O boletim nº 2 do Painel El Niño 2026-2027, divulgado pelo Instituto Nacional de Meteorologia (Inmet) em parceria com diversos órgãos federais, aponta para a possibilidade de um fenômeno El Niño de alta intensidade, com impactos significativos em diferentes regiões do Brasil ao longo do segundo semestre de 2026 e na primavera e início do verão de 2027. A previsão indica que o fenômeno deve atingir uma intensidade classificada como muito forte, com temperaturas das águas do Pacífico Equatorial superando 2°C acima da média, elevando o risco de eventos climáticos extremos e desastres naturais.
Segundo o documento, há uma probabilidade de 100% de o El Niño permanecer ativo pelo menos até o início de 2027, reforçando a necessidade de monitoramento contínuo. O fenômeno deve desencadear uma série de eventos climáticos adversos, incluindo chuvas intensas, temperaturas elevadas e aumento do risco de desastres naturais, como enchentes, deslizamentos de terra e inundações, especialmente em regiões mais vulneráveis.

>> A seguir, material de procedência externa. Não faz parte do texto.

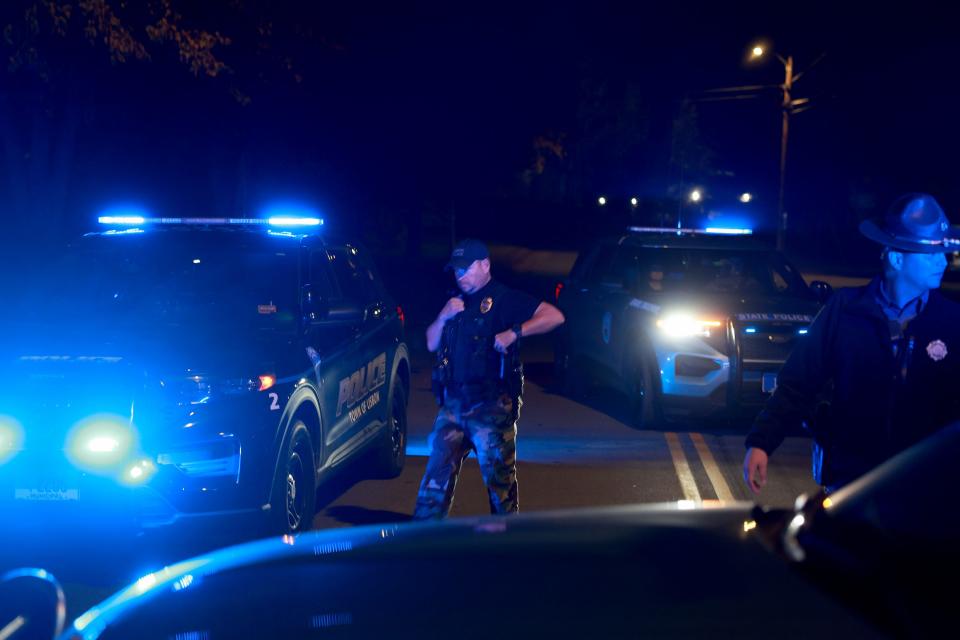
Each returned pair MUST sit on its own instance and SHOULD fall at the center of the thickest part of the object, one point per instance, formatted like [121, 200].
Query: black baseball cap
[466, 252]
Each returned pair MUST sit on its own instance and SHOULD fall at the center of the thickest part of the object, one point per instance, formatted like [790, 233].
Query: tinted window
[708, 271]
[356, 279]
[320, 278]
[179, 280]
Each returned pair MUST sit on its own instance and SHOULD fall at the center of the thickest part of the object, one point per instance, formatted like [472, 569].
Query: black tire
[294, 499]
[644, 406]
[391, 454]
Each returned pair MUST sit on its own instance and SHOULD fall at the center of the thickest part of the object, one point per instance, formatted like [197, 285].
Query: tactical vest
[478, 370]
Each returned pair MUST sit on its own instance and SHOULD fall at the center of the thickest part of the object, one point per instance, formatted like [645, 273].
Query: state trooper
[878, 370]
[478, 382]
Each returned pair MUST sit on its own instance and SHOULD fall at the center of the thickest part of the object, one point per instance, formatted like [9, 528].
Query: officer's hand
[755, 469]
[503, 340]
[452, 308]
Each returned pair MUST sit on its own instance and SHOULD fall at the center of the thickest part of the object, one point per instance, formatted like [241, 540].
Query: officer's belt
[483, 389]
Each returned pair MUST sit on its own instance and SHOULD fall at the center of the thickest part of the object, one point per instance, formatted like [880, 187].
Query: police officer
[879, 368]
[480, 382]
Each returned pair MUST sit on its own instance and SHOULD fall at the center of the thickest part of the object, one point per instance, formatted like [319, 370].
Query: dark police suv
[187, 367]
[684, 321]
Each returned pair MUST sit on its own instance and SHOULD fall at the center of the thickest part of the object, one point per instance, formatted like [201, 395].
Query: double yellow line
[687, 482]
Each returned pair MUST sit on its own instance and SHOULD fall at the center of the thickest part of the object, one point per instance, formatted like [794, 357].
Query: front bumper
[44, 487]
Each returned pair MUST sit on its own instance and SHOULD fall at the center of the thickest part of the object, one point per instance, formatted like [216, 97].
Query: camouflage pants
[489, 429]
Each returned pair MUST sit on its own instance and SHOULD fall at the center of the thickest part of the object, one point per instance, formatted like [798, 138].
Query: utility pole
[785, 108]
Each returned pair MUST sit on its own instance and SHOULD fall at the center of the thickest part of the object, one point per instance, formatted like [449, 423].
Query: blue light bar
[272, 222]
[291, 221]
[121, 219]
[687, 231]
[726, 231]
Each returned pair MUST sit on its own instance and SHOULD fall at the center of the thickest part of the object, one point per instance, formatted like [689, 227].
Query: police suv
[683, 321]
[172, 368]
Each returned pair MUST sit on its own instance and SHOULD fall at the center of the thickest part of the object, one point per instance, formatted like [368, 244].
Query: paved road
[576, 454]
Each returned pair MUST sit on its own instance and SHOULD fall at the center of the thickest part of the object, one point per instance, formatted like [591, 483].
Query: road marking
[713, 470]
[687, 483]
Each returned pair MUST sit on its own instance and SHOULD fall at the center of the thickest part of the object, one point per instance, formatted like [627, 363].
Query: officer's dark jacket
[487, 312]
[862, 404]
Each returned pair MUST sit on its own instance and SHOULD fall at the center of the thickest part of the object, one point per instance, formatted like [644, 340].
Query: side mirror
[822, 290]
[32, 605]
[345, 313]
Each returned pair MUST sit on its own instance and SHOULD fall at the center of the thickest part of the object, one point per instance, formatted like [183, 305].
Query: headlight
[100, 442]
[683, 325]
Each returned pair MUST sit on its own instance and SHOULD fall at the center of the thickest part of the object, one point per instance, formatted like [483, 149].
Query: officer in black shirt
[878, 370]
[478, 381]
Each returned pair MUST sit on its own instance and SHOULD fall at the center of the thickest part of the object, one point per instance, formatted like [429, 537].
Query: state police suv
[683, 321]
[187, 367]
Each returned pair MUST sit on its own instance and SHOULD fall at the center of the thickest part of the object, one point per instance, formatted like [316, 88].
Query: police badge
[937, 350]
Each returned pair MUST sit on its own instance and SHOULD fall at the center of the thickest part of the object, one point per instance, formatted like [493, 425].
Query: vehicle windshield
[169, 280]
[658, 270]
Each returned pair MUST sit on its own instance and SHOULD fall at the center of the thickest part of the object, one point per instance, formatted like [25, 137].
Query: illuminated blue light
[121, 232]
[729, 231]
[124, 214]
[121, 219]
[292, 221]
[291, 213]
[11, 438]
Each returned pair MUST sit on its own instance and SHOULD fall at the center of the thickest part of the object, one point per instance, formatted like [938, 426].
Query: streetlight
[787, 106]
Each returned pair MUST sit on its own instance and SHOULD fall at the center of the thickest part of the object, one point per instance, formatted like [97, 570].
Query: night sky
[375, 114]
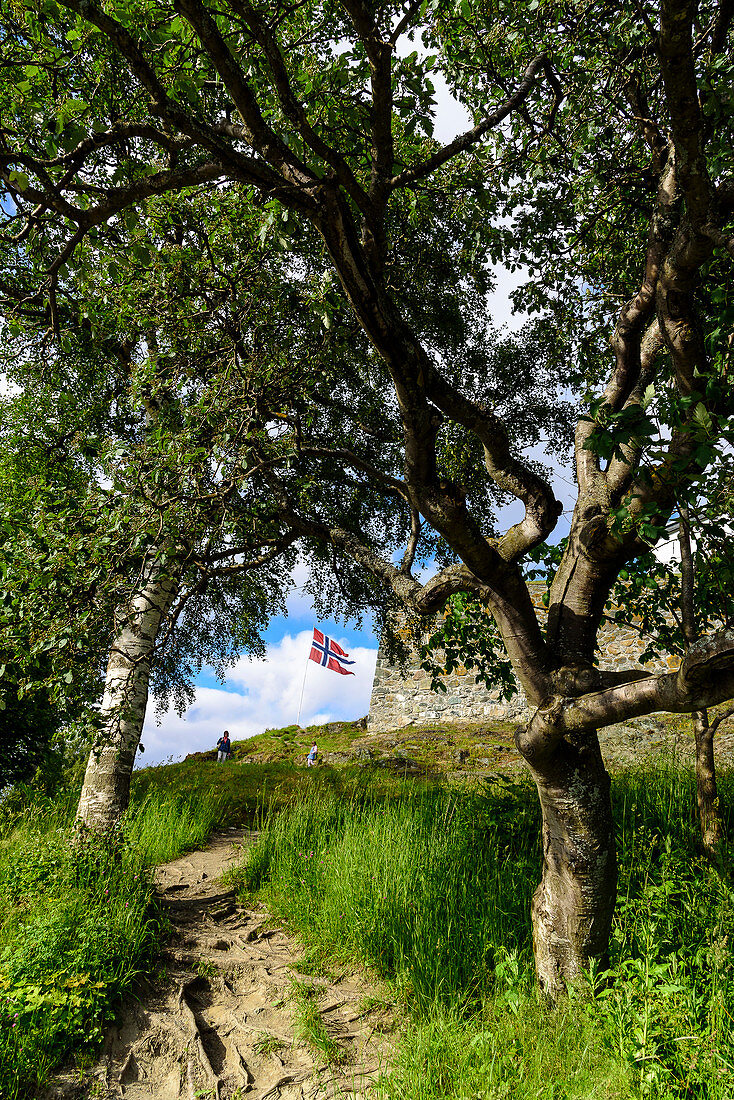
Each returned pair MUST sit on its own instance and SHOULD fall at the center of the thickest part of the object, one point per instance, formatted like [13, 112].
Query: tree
[600, 157]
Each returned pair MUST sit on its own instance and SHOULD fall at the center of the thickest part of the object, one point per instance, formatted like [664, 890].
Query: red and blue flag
[331, 656]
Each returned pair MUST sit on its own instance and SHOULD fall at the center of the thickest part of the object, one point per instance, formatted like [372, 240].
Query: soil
[220, 1020]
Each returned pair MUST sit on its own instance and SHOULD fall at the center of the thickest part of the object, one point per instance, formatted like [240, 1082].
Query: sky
[262, 694]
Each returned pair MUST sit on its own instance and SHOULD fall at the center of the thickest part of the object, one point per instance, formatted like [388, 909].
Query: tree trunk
[106, 790]
[573, 905]
[705, 783]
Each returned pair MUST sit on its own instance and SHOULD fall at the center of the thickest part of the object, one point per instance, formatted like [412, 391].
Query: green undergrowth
[244, 793]
[431, 891]
[77, 926]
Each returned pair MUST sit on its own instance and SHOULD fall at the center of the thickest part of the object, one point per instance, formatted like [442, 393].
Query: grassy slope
[75, 930]
[76, 926]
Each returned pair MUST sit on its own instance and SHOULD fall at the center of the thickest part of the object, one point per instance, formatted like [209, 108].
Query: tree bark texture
[573, 905]
[705, 783]
[106, 790]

A análise do boletim revela que a Região Sul do Brasil, tradicionalmente a mais afetada pelos efeitos do El Niño, deverá experimentar maior frequência de chuvas acima da média, acompanhadas de temporais e enchentes. A região também não apresenta, diferentemente de 2023, déficit hídrico expressivo, o que significa que o solo dispõe de maior quantidade de água, aumentando a possibilidade de transbordamentos de rios diante de chuvas intensas. Essa condição pode beneficiar a agricultura de inverno em certos aspectos, ao proporcionar maior umidade às culturas, mas também aumenta o risco de doenças fúngicas, além de dificultar operações agrícolas devido ao excesso de água.
Na Região Norte, especialmente na Amazônia, o cenário previsto é de redução das chuvas e temperaturas acima da média, o que pode atrasar o início da estação chuvosa na região. Essa situação favorece a manutenção de períodos de estiagem, reduz a disponibilidade hídrica e eleva o risco de queimadas, além de causar o declínio gradual dos níveis dos rios, afetando atividades de navegação, abastecimento de água e atividades econômicas dependentes dos recursos hídricos. Caso as chuvas não se intensifiquem nas próximas semanas, a situação de estiagem tende a se agravar.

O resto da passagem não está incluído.